Hi guys! I note that the most topics are related to fine-tuning a pre-trained model. But if I have got some new unlabeled data, how can I preform the pre-training process via Huggingface?

2 Likes

Hey Javen,

We’ve now an official wav2vec2-pretraining example here: transformers/examples/pytorch/speech-pretraining at master · huggingface/transformers · GitHub

1 Like

Hi @patrickvonplaten, I re-run this scripts on Google colab. I pass all parameter as same as you recommend on README but after some epoch, the loss is not decrease.

| loss: 9.969e-02| constrast_loss: 0.000e+00| div_loss: 9.969e-01| %_mask_idx: 5.137e-01| ppl: 2.000e+00| lr: 1.572e-03| temp: 1.902e+00| grad_norm: 8.068e-19
| loss: 9.969e-02| constrast_loss: 0.000e+00| div_loss: 9.969e-01| %_mask_idx: 4.952e-01| ppl: 2.000e+00| lr: 1.572e-03| temp: 1.902e+00| grad_norm: 4.017e-19
| loss: 9.969e-02| constrast_loss: 0.000e+00| div_loss: 9.969e-01| %_mask_idx: 4.831e-01| ppl: 2.000e+00| lr: 1.572e-03| temp: 1.902e+00| grad_norm: 5.166e-19

Can you take a look? what did I miss?

1 Like

Hi @patrickvonplaten and @tiena2cva,
Thanks for the new official wav2vec2-pretraining example, this helps a lot!
I had the same problem as @tiena2cva. Tried to re-run the demo script with the same parameters on my own gpu. After a few epochs the contrastive loss was decreased to zero and the model stopped changing.
Running inference showed that the quantizer maps all the time steps to the same vector (can be seen at projected_quantized_states), which explains the zero contrastive loss.
I would have thought that the diversity loss weight should be increased, but I used the parameters given in the README file so this behavior is unexpected and may indicate a different problem.

Can you please help?

3 Likes

Hi @patrickvonplaten and @sgugger , I am facing the same issue, constrast_loss is not changing after 3 backward it goes straight to zero and didn’t change even after many epochs, any idea how can we reproduce the results. Thanks

Hi, @tiena2cva and @ayanas any update or solution to your problem?

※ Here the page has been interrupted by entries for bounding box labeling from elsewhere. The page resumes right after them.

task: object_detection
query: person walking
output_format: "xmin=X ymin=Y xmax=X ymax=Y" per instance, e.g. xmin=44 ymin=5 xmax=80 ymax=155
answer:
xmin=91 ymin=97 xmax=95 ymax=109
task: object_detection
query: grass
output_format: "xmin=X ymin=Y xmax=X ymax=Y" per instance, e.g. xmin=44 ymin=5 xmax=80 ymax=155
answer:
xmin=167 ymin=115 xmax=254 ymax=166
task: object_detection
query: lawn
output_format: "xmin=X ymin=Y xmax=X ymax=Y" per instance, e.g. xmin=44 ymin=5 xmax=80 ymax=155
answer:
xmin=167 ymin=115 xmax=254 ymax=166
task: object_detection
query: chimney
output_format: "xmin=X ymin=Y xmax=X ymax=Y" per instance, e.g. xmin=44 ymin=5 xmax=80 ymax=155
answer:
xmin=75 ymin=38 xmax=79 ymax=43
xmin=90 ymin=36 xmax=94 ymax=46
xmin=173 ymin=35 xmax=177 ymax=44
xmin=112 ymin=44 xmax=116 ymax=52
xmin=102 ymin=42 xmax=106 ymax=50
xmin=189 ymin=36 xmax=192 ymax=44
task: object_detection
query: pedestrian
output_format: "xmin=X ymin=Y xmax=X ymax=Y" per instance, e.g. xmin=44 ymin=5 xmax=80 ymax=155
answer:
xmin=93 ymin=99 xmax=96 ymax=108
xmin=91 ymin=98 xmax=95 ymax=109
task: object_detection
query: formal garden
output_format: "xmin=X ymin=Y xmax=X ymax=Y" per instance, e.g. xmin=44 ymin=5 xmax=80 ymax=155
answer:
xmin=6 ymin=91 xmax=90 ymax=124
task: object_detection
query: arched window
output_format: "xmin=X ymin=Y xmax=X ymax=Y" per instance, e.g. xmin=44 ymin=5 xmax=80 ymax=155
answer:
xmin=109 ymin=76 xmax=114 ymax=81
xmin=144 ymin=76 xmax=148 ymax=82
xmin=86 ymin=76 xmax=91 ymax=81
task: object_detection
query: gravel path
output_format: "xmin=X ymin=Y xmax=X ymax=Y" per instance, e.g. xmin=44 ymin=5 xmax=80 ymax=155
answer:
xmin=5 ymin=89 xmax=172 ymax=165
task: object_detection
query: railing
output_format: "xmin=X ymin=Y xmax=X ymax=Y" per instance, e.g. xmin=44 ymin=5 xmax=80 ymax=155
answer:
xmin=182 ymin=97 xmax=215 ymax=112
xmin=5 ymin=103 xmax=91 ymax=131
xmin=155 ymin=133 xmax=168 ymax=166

hey @tiena2cva . Were you able to pre train your model? If yes, can you share your code?

Hi @Kshitizkhandelwal, it was a long time ago, let me check in the next day. I have done pre-training wav2vec2 for Vietnamese

@tiena2cva If possible please let me know on this?

Good day! I am consnantly getting an error “realloc of size … failed” and I wanted to know is there any solution to overpass it?

I have the same situation here.
I tried to pretrain wave2vec on 8K and 16K samples. after few steps contrastive loss goes 0, diversity loss shoots up to 1 and perplexity to 2.
I also tried changing hyper params like learning rate and gumble temp, but no luck
any updates ?
@tiena2cva @patrickvonplaten

1 Like

Do you have any updates? I’m experiencing a similar issue where the diversity loss starts off very high, around 1500, but after the warmup period, it quickly drops down to 0.0 within 10K steps. Conversely, the diversity loss starts at around 300 and gradually increases to 400, then oscillates.

Hi @mohammadtvk I am experiencing the same problem did you find a solution?

unfortunately no. I used fairseq for pretraining

I also switched to fairseq, there are several LR and threshold management things missing in HF I think.

Hi guys,
Wav2vec2 paper mentions some customization to the training loop, like gradient scaling, penalty on feature encoder, temperature annealing. I am not sure if they are implemented in the example script or not. Here is a tutorial that lets you customize the training loop by extending the Huggingface Trainer class. The tutorial extends one method of Trainer class but also points to more resources to implement full functionality.

This might be useful for someone.

1 Like